Me dice que tengo buen aspecto, que no me ha venido nada mal coger un poco de peso, aunque tengo que hacer algo por los ojos, con lo rojos que los tengo. Esto me irrita, porque sé que con sólo que piense en mis ojos o que alguien los nombre siento que se me enrojecen, y, naturalmente, ella se da cuenta.

—Lo ves —me dice—. Eres un poco mayor para tener mal los ojos.

Me dan ganas de decirle con voz cortante que tengo veintinueve años y que no sé cuál es la edad adecuada para no tener mal los ojos, y preguntarle si es de esto de lo que quiere hablar en cuanto llega a Nueva York, pero entonces llega Malachy en un taxi con su esposa, Linda. Más sonrisas y más abrazos. Malachy retiene el taxi mientras nosotros sacamos las maletas.

—¿Las metemos en el maletero? —dice Alphie.

—Ah, no, las metemos en la cajuela —dice Linda con una sonrisa.

—¿En la cajuela? No hemos traído ninguna cajuela.

—No, no —dice ella—, metemos vuestras maletas en la cajuela del taxi.

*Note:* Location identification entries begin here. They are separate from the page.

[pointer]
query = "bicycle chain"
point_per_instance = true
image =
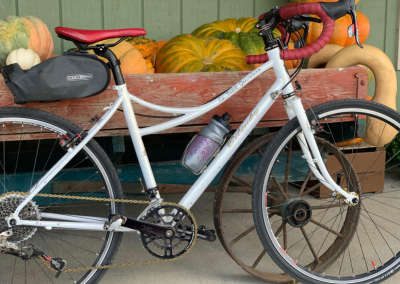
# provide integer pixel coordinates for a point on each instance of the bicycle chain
(112, 200)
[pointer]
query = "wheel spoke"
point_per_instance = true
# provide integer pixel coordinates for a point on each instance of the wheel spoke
(303, 186)
(259, 258)
(242, 181)
(326, 228)
(310, 245)
(278, 185)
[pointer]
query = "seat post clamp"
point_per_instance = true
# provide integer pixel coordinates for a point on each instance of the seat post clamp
(111, 65)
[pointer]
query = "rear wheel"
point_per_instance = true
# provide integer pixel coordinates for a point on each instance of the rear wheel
(30, 146)
(323, 240)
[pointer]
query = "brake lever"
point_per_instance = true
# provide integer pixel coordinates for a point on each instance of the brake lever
(353, 28)
(307, 19)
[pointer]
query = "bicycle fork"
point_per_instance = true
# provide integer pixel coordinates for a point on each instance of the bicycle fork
(294, 108)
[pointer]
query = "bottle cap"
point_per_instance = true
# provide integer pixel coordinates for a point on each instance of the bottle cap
(224, 120)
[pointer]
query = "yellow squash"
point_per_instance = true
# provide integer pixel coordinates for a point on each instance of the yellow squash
(185, 54)
(385, 86)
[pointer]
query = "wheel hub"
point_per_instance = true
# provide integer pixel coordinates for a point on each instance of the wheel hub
(8, 205)
(297, 213)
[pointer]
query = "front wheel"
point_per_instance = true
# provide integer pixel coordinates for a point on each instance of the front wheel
(314, 236)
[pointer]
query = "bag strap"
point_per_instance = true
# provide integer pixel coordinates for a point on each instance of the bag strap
(6, 71)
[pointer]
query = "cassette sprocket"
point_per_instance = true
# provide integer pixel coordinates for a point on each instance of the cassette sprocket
(8, 205)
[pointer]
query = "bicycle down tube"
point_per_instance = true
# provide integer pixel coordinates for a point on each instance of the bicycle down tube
(295, 109)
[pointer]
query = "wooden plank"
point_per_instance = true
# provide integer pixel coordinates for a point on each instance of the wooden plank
(179, 90)
(8, 7)
(162, 18)
(46, 10)
(236, 9)
(197, 13)
(80, 14)
(123, 14)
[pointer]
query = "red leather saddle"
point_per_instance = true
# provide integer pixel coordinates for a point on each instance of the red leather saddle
(92, 36)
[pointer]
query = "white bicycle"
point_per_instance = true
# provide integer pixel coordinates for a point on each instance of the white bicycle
(350, 237)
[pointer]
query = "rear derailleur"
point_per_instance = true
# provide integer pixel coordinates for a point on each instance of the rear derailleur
(27, 252)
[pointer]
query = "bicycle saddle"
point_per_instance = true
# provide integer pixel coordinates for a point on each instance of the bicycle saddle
(92, 36)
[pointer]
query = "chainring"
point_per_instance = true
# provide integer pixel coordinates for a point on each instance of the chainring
(8, 205)
(180, 220)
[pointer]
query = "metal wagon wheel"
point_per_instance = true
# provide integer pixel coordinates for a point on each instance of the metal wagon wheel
(233, 214)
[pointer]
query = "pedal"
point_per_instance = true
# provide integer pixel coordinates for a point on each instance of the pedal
(206, 235)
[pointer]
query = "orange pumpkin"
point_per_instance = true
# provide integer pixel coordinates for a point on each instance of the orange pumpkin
(340, 36)
(25, 32)
(132, 62)
(150, 65)
(186, 54)
(147, 47)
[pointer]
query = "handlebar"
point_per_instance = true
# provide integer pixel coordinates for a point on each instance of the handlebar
(327, 12)
(289, 11)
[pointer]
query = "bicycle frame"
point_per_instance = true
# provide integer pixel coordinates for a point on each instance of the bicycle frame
(293, 107)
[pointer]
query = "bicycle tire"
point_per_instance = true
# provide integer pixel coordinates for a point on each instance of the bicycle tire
(107, 175)
(304, 272)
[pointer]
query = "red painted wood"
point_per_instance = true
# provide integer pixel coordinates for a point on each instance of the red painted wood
(194, 89)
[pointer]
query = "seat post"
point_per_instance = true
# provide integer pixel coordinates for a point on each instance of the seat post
(113, 63)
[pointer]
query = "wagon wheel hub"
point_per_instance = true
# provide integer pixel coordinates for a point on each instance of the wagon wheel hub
(297, 212)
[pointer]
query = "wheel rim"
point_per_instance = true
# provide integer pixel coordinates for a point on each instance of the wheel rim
(250, 264)
(73, 246)
(372, 240)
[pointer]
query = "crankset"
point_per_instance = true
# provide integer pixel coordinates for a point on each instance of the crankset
(173, 217)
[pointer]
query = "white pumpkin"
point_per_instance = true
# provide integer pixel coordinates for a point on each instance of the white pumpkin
(26, 58)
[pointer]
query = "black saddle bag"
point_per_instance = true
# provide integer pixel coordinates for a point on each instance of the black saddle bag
(74, 75)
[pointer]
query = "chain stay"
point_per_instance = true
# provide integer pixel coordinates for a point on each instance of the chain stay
(111, 200)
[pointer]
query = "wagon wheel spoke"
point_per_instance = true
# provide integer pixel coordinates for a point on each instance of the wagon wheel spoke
(284, 238)
(280, 229)
(289, 157)
(273, 198)
(242, 235)
(326, 228)
(310, 245)
(242, 181)
(259, 258)
(278, 185)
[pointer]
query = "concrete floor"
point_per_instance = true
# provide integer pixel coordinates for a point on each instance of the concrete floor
(206, 263)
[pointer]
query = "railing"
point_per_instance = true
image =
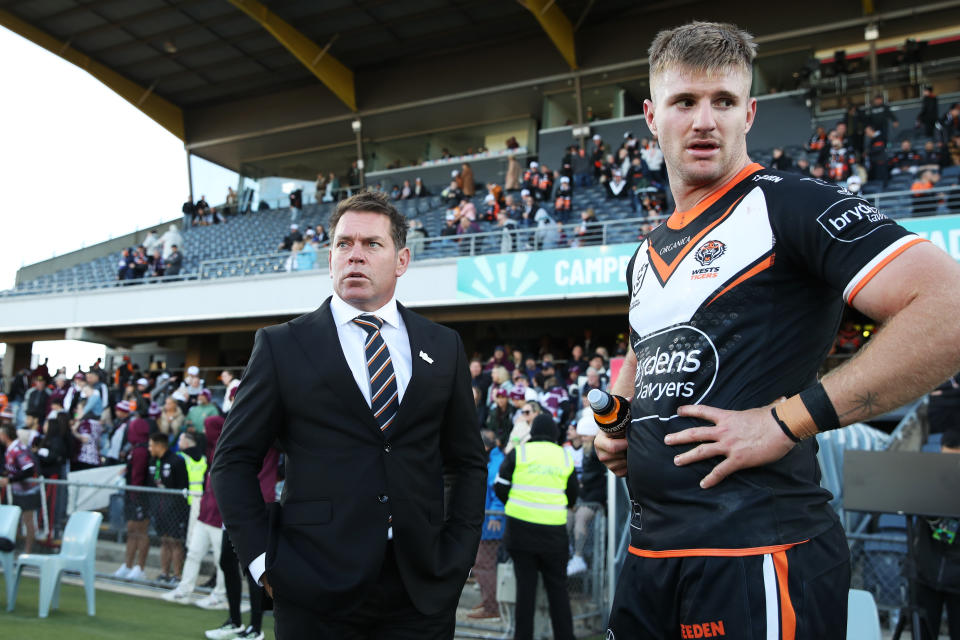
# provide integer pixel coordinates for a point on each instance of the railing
(895, 204)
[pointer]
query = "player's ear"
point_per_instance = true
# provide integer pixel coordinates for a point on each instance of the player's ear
(648, 116)
(751, 113)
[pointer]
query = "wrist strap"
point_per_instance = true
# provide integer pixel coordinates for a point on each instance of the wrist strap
(784, 426)
(817, 402)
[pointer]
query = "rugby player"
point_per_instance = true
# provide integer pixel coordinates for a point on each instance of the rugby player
(734, 302)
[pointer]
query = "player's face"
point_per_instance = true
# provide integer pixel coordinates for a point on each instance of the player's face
(701, 121)
(364, 263)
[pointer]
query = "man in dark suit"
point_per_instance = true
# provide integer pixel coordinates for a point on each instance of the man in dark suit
(372, 405)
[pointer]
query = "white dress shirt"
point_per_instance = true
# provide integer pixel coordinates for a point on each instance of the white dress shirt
(352, 338)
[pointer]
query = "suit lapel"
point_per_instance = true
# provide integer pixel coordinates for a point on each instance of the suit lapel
(420, 341)
(317, 336)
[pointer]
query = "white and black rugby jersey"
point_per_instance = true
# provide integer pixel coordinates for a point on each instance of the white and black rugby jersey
(734, 304)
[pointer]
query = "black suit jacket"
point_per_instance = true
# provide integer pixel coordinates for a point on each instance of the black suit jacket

—¿Es que el taxi no tiene maletero?

—No, eso es la cajuela.

Alphie se rasca la cabeza y vuelve a sonreír, es un joven que comprende su primera lección de inglés americano.

En el taxi, mamá dice:

—Dios del cielo, hay que ver todos esos automóviles. Las calles están atestadas.

Yo le digo que ahora no están tan mal, que una hora antes estábamos en plena hora punta y que el tráfico estaba todavía peor. Ella me dice que no comprende cómo podría ser peor. Yo le digo que siempre es peor más temprano y ella me dice:

—No sé cómo puede ser peor que esto, con lo despacio que van los automóviles ahora mismo.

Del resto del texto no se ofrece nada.